ウルバーネクハウス
ナ・プシーコピエ通りからナーロドニー通りへ抜けるあたりでロンド・キュビズムで有名なアドリア宮殿の威風堂々たる姿が見えてくる。そこを南へ折れるとユングマノヴァ通りである。目指すウルバーネクハウスはアドリア宮殿の斜め向かいにその威圧的な様子とは対照的にひっそりと立っている。J.コチュラ、1912年の作品で、プラハにおけるモダニズムの萌芽と言われている。直線のみで構成された赤煉瓦壁の建物は劇場・店舗・住宅からなる複合施設。ファサードは上へ行くに従って微妙にセットバックしており、装飾らしい装飾はファサードを3分割する付柱くらいだが、こちらも上へ行くに従って厚みを増すようにつくられている。過剰ともいえるほど装飾に溢れた当時のプラハにおいて、シンプルなコチュラのこの建物はさぞや貧弱に見えたことだろう。
現在は違うだろうが、チェコでは装飾のない近代建築は兎小屋と言われた。日本の住宅もその小ささ故に兎小屋と揶揄されたが、コチュラの場合は何の装飾もない粗末な建物と言う意味だったろう。周囲のこれまでの建築事情を見れば無理もない。古くはルネサンス時代の絵画建築、新しくはファンタやポリーフカの華やかなアール・ヌーヴォー建築が陸続と建てられたプラハの街である。当然といえば当然の反応だっただろう。これまで構造材として使われていた煉瓦を意匠として全面的に使用した斬新さも、当時の人々にはいかにも粗末なと言う印象に一役買ったかもしれない。精神的に参っていた時期もあったようで、ワグナーシューレの仲間であるオルブリッヒに悲嘆にくれた手紙を送ったりしていたようである。コチュラの実作が少ないのは時代に受け入れられなかった故ということなのだろうか。

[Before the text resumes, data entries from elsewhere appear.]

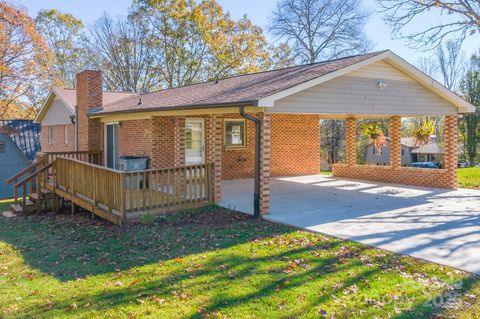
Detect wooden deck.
[44,157,211,225]
[7,151,212,225]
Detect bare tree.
[377,0,480,50]
[460,55,480,166]
[435,40,465,90]
[417,56,438,79]
[84,15,161,93]
[269,0,372,63]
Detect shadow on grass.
[0,206,293,281]
[0,207,477,319]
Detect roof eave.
[88,100,259,118]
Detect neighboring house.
[365,137,444,166]
[0,120,40,198]
[36,51,475,220]
[35,87,136,152]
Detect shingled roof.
[90,51,385,116]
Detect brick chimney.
[76,70,103,151]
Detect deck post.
[345,117,357,166]
[35,174,42,214]
[259,112,270,215]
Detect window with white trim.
[225,120,247,148]
[65,125,68,145]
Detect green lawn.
[458,167,480,189]
[0,203,480,318]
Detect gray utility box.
[119,155,148,172]
[119,155,148,190]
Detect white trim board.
[258,51,475,113]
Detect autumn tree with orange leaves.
[0,0,53,119]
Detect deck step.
[10,199,35,214]
[30,188,52,203]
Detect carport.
[221,175,480,274]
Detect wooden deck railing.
[53,157,211,224]
[39,151,103,165]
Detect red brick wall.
[219,114,255,179]
[132,113,320,179]
[270,113,320,176]
[76,70,103,151]
[333,116,457,189]
[40,124,75,152]
[151,116,175,168]
[222,113,320,179]
[118,120,152,157]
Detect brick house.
[33,51,474,219]
[35,87,136,152]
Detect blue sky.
[12,0,480,64]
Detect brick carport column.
[390,116,402,168]
[444,116,458,189]
[206,115,222,204]
[260,112,270,215]
[345,117,357,166]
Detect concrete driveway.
[221,175,480,274]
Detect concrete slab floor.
[221,175,480,274]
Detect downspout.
[240,106,262,219]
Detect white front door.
[185,119,205,165]
[104,123,118,169]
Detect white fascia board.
[258,51,476,113]
[33,89,75,124]
[33,90,55,124]
[385,52,476,113]
[258,51,389,107]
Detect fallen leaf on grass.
[43,299,53,310]
[153,298,165,305]
[65,303,78,311]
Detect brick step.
[30,188,52,202]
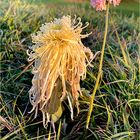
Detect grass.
[0,1,140,140]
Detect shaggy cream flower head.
[27,16,93,125]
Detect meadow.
[0,0,140,140]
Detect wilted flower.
[27,16,93,125]
[91,0,121,11]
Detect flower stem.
[86,3,109,129]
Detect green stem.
[86,3,109,129]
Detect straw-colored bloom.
[91,0,121,11]
[28,16,93,125]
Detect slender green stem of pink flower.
[86,3,109,129]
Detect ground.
[0,0,140,140]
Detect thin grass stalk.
[86,3,109,129]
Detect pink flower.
[91,0,106,11]
[91,0,121,11]
[109,0,121,6]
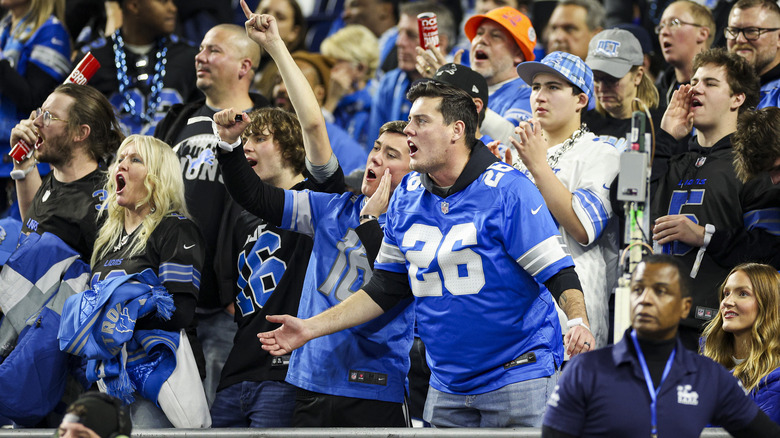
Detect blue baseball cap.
[517,52,593,101]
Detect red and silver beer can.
[417,12,439,50]
[8,140,33,163]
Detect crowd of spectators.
[0,0,780,437]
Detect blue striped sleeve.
[159,262,200,290]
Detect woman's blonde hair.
[91,135,189,265]
[596,65,659,114]
[9,0,65,42]
[703,263,780,391]
[320,24,379,77]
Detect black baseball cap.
[433,62,488,108]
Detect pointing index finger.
[241,0,252,18]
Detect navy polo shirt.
[544,335,758,438]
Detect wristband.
[217,137,241,152]
[566,318,590,332]
[691,224,715,278]
[9,160,38,181]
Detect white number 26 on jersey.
[402,223,485,297]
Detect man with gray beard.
[723,0,780,108]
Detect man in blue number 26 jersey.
[258,77,594,427]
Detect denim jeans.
[197,310,238,406]
[129,392,173,429]
[211,380,296,427]
[423,372,558,427]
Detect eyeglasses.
[723,26,780,41]
[655,18,702,34]
[35,108,67,127]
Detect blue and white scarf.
[58,269,179,404]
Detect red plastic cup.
[65,52,100,85]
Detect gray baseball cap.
[585,29,644,78]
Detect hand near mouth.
[661,84,693,140]
[360,169,392,221]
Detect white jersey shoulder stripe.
[517,236,569,277]
[287,191,314,236]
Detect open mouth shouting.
[116,173,127,194]
[474,49,489,61]
[406,140,417,157]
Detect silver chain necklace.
[512,123,588,173]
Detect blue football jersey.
[374,163,574,394]
[488,78,531,126]
[280,191,414,403]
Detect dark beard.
[35,137,73,167]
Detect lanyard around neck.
[631,330,677,438]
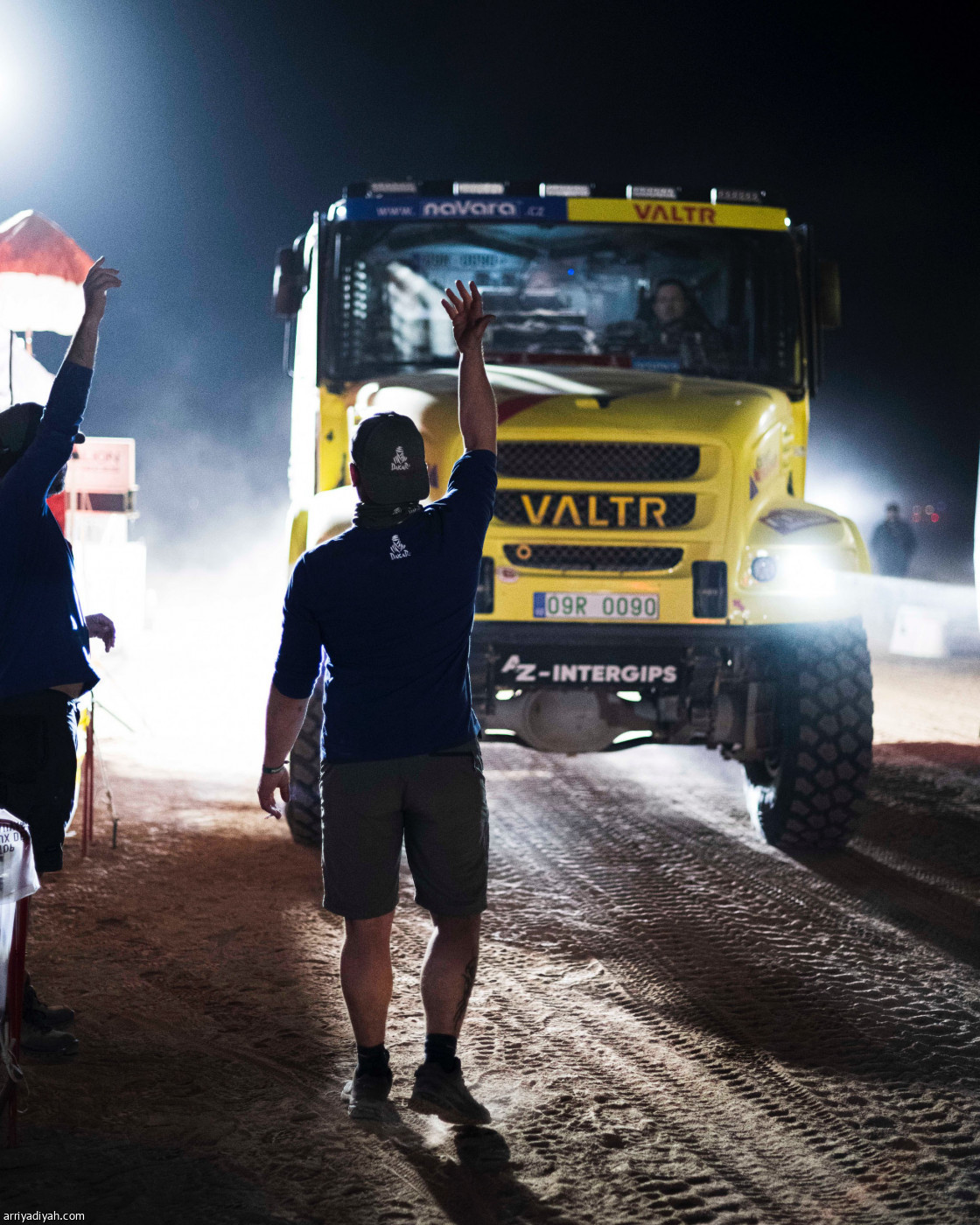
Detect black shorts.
[0,690,79,872]
[319,740,489,919]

ペテルカ館カでも書いたようにコチュラはチェコ近代建築の祖と呼ばれている。オットー・ワグナーに合理主義を学び、自らも1909年コチュラ自邸やライヒテルハウス、1912年ウルバーネクハウスと既にモダニズムと言っていい建築を建てている。アメリカのフランク・ロイド・ライトやイギリスのマッキントッシュ、オランダのベルラーヘ等世界の建築家にも興味を持ち、チェコの建築界に紹介もしている。プラハについて多数著作のある京都精華大学の田中充子助教授によると、そんなコチュラの根底にあったのは「芸術は必要によってつくられる」というモダニズムのあくなき追求だったのではないかということである。モダニズムと言えば誰もが真っ先に思い浮かべるのはル・コルビュジェだが、ル・コルビュジェが有名なドミノ・システムを発表したのは1914年のこと。そのころ既にJ・コチュラはモダニズム建築を建てている。スイス人のル・コルビュジェがフランスで活躍したように、チェコ人のミュシャがフランスに行ってメジャーになったように、コチュラの活躍の場がフランスであったら・・・と考えなくもないが、逆にコチュラがチェコにいなければ「建築博物館」と言われるプラハの町もかなり色あせたものとなったかもしれない。